Many COARSE ANGLERS and COMPETITION ANGLERS now use large keep nets to hold their catch in the water until the end of the day or the end of the competition. Their fish are always kept alive and in good condition until the cessation of the trip.
Many competitions are now structured as catch and release events. This means that the fish are caught, kept alive and then released once more after the competition. This ensures that the resources are preserved for the future and the enjoyment of fishing is shared amongst many more anglers than the traditional catch and take approach.
However, it is also of benefit to keep the fish alive, even when fishing for the table. Fish are at their best when in their natural environment.
Out of the water fish die and start to dehydrate. They lose many of the magical and natural colours, when alive and take on a drab appearance. Fish selected for the table need to be kept cool and on ice, until they can be cleaned and prepared for cooking or further refrigeration.

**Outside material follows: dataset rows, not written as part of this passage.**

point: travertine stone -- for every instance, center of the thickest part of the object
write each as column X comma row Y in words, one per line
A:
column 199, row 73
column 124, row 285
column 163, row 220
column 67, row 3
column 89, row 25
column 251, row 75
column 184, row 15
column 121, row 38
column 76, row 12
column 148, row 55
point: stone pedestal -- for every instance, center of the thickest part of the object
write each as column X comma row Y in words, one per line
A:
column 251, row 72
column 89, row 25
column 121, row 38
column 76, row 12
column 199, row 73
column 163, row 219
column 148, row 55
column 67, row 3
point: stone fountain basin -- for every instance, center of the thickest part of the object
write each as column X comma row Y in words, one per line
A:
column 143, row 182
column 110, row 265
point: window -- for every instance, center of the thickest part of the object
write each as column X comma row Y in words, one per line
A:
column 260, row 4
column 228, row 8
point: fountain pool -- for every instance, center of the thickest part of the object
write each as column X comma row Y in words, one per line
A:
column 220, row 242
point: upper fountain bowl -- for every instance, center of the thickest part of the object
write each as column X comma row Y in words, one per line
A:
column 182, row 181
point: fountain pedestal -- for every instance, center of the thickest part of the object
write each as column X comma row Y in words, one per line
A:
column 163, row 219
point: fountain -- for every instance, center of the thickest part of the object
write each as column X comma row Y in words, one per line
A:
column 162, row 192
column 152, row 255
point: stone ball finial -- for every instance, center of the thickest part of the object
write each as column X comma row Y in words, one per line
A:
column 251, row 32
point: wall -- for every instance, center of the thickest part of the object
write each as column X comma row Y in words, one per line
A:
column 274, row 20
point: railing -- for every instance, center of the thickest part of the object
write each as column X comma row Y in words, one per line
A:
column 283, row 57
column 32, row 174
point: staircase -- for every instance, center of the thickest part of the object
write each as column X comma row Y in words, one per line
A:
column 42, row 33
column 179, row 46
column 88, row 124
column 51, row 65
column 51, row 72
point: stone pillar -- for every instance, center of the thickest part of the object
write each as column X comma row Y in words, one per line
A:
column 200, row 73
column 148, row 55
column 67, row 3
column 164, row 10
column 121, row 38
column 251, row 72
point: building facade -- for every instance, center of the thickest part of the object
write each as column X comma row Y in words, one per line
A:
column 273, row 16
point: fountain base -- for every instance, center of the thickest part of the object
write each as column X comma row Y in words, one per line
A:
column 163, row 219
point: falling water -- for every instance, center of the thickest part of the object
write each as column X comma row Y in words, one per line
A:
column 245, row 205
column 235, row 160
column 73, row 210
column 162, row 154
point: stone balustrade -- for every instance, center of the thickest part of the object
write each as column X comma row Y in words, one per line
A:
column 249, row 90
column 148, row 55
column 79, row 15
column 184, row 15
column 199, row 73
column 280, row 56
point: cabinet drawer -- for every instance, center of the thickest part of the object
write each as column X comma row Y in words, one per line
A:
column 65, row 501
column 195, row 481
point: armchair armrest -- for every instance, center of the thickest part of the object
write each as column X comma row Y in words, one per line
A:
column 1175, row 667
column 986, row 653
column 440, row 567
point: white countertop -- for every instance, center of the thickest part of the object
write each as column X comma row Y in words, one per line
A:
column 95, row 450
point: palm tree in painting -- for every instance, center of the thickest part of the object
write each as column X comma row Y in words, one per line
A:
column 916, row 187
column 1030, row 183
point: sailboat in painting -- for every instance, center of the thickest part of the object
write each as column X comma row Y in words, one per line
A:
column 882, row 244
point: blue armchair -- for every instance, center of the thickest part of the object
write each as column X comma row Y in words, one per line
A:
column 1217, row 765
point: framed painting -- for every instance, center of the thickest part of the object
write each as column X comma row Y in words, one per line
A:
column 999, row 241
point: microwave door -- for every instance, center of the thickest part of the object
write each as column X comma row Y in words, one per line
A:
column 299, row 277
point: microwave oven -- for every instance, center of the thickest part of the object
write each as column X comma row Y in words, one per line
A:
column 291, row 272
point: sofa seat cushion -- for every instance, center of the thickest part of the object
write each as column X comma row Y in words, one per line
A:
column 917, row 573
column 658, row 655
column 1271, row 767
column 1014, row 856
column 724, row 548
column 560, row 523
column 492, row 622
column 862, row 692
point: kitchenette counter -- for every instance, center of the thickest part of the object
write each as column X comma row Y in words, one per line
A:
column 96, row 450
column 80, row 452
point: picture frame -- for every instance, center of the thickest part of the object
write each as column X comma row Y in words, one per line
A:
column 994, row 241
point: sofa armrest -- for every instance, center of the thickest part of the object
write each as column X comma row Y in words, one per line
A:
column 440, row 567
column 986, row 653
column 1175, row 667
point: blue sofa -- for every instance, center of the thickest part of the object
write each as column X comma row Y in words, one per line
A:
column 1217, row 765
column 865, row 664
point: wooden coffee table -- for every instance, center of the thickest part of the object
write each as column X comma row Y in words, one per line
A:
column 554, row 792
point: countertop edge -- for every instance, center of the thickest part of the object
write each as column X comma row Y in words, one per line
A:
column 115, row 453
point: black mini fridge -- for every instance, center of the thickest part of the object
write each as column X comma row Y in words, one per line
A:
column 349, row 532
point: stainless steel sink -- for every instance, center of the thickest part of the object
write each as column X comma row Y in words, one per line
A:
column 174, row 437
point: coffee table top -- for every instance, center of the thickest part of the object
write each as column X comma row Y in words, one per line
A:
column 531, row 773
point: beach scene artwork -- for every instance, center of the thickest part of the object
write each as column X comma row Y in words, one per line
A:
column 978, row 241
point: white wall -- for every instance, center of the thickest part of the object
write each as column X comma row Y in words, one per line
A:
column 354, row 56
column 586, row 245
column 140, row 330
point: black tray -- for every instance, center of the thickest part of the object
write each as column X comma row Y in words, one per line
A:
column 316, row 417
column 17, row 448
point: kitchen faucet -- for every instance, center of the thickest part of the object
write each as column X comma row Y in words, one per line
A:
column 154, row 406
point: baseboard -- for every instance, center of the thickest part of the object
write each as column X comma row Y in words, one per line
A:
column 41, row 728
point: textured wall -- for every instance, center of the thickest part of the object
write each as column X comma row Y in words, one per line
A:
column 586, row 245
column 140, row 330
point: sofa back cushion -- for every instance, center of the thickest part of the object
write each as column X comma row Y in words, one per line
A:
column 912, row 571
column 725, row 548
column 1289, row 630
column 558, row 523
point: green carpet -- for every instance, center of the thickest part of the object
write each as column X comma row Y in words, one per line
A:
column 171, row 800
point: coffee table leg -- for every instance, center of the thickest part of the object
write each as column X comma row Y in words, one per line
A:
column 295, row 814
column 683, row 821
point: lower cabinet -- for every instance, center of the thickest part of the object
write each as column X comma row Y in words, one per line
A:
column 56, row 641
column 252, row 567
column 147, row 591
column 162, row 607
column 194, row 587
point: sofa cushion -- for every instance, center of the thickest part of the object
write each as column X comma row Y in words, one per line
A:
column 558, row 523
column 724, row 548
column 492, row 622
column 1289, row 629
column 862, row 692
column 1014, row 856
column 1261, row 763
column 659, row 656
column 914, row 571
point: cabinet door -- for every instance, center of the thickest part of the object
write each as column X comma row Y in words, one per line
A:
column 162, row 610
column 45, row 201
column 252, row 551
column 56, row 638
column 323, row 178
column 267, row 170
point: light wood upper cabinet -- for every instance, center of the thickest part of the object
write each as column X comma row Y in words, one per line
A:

As part of the dehydration process, fish start to lose weight. As with humans, much of a fish's body mass is largely composed of water. With dehydration, over the coarse of a few hours, any fish may lose up to 20% of its body mass. In competitions, or with any record claims, this may mean the difference between success and failure.
Keeping fish alive and secure in keeper nets, ensures that the fish maintains its condition and weight until it can be released or killed and cleaned for the table.